Dinamakan surah Al-Ikhlas karena dua hal, yaitu:
Pertama, Allah Ta’ala menjadikan surah tersebut murni untuk diri-Nya. Tidak ada di dalamnya perkataan kecuali tentang Allah Subhanahu wa ta’ala dan sifat-sifat-Nya.
Kedua, untuk seseorang yang membaca surah ini akan memurnikan akidahnya dari kesyirikan, jika dia membacanya dengan meyakini apa yang ditunjukkan surah tersebut.

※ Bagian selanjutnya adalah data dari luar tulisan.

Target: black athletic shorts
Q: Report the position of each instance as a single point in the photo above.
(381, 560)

Adapun sisi pendalilan nama tersebut mencakup tiga bentuk tauhid, yaitu:
Pertama, tauhid rububiyah;
Kedua, tauhid uluhiyah; dan
Ketiga, tauhid al-asmaa’ was shifaat.
Dalil yang berhubungan dengan tauhid uluhiyah adalah ayat,
(قل هو الله)
“Katakanlah Dialah Allah” (QS. Al-Ikhlas: 1).

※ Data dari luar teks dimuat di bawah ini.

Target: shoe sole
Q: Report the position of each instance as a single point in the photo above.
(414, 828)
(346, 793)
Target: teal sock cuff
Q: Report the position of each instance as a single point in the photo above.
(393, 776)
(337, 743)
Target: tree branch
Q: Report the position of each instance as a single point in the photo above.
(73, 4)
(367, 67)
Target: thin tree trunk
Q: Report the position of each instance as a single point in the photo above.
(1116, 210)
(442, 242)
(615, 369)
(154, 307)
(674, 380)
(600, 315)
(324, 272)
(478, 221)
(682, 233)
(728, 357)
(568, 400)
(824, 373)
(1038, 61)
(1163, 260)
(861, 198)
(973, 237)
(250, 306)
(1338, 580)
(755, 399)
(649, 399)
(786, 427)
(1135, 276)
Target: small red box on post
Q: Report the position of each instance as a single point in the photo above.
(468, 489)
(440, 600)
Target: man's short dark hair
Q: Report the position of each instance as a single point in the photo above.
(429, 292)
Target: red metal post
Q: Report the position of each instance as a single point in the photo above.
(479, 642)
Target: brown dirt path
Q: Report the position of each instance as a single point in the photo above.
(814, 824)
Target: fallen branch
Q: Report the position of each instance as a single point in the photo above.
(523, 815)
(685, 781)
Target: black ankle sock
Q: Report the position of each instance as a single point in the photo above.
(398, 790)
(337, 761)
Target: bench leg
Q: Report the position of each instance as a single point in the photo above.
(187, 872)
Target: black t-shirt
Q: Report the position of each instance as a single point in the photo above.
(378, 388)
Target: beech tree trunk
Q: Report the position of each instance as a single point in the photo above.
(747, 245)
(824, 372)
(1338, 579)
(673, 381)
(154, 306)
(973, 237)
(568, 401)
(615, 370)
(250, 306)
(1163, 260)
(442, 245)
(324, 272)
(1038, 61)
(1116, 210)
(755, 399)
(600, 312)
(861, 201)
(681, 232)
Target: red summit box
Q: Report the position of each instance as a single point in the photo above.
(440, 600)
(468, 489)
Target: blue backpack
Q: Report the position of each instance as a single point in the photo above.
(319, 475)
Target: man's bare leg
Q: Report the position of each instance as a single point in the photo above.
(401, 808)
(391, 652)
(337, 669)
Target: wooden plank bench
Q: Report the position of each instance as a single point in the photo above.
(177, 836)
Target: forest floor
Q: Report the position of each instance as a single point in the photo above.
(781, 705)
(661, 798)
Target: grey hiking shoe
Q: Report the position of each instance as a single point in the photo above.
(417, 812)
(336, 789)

Allah Ta’ala satu-satunya Tuhan yang berhak disembah. Tidak ada yang berhak disembah selain Allah Ta’ala. Inilah pendalilan tauhid uluhiyyah.
Sedangkan dalil yang berhubungan dengan tauhid rububiyyah dan tauhid al-asmaa’ was shifat ada dalam firman-Nya,
(الله الصمد)
“Allah-lah Ash-Shamad (Tuhan yang bergantung kepadaNya segala sesuatu)” (QS. Al-Ikhlas: 2).

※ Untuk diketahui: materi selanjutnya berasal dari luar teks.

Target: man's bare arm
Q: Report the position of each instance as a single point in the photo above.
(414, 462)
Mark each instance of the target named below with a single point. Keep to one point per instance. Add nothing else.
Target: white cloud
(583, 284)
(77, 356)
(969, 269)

Firman Allah Ta’ala ini menunjukkan bahwa Allah Ta’ala yang Mahasempurna dalam sifat-sifat-Nya dan semua ciptaan-Nya bergantung kepada Allah Ta’ala. Kesempurnaan sifat-sifat Allah Ta’ala berkaitan dengan tauhid al-asma’ was shifat. Kebutuhan dan kebergantungan semua makhluk kepada-Nya merupakan dalil bahwa Dia adalah satu-satunya Tuhan yang menjadi tujuan manusia. Tujuannya untuk menghindarkan seorang hamba dari segala kesusahan dan hal-hal yang dibenci, serta tercapainya keinginan-keinginan dan segala kebutuhan.
Pada firman-Nya,
(أحد)
“… Maha Esa.” (QS. Al-Ikhlas: 1).
memiliki kandungan tiga perkara tauhid. Allah Subhanahu wa ta’ala satu-satunya yang memiliki sifat-sifat seperti disebutkan di atas, yaitu secara uluhiyah (pengesaaan Allah dalam beribadah) dan kebergantungan para makhluk kepada-Nya. Allah Ta’ala melanjutkan surah tersebut dengan firman-Nya,
(لم يلد ولم يولد)
“Tidak memiliki anak dan tidak pula diperanakkan.” (QS. Al-Ikhlas: 3).
Pada ayat ini terdapat bantahan terhadap kaum Nasrani yang mengatakan, “Sesungguhnya Isa Al-Masih adalah anak Allah.” Ayat ini juga membantah kaum Yahudi yang mengatakan, “‘Uzair adalah anak Allah.” Dan juga membantah kaum musyrikin yang mengatakan, “Sesungguhnya para malaikat adalah anak-anak perempuan Allah.” Pada ayat selanjutnya, Allah Ta’ala berfirman,
(لم يلد ولم يولد ولم يكن له كفواً أحد)
“Dia tiada beranak dan tidak pula diperanakkan. Dan tidak ada seorang pun yang setara bagi-Nya.” (QS. Al-Ikhlas: 3-4)
Allah Ta’ala berfirman,
(ولم يكن له كفواً أحد)
“Dan tidak ada seorang pun yang setara bagi-Nya.” (QS. Al-Ikhlas: 4).
Ayat ini bertujuan untuk menunjukkan kesempurnaan sifat-sifat-Nya. Tidak ada satu pun yang setara dengan Allah Ta’ala dan tidak ada satu pun yang semisal dengan Allah Ta’ala.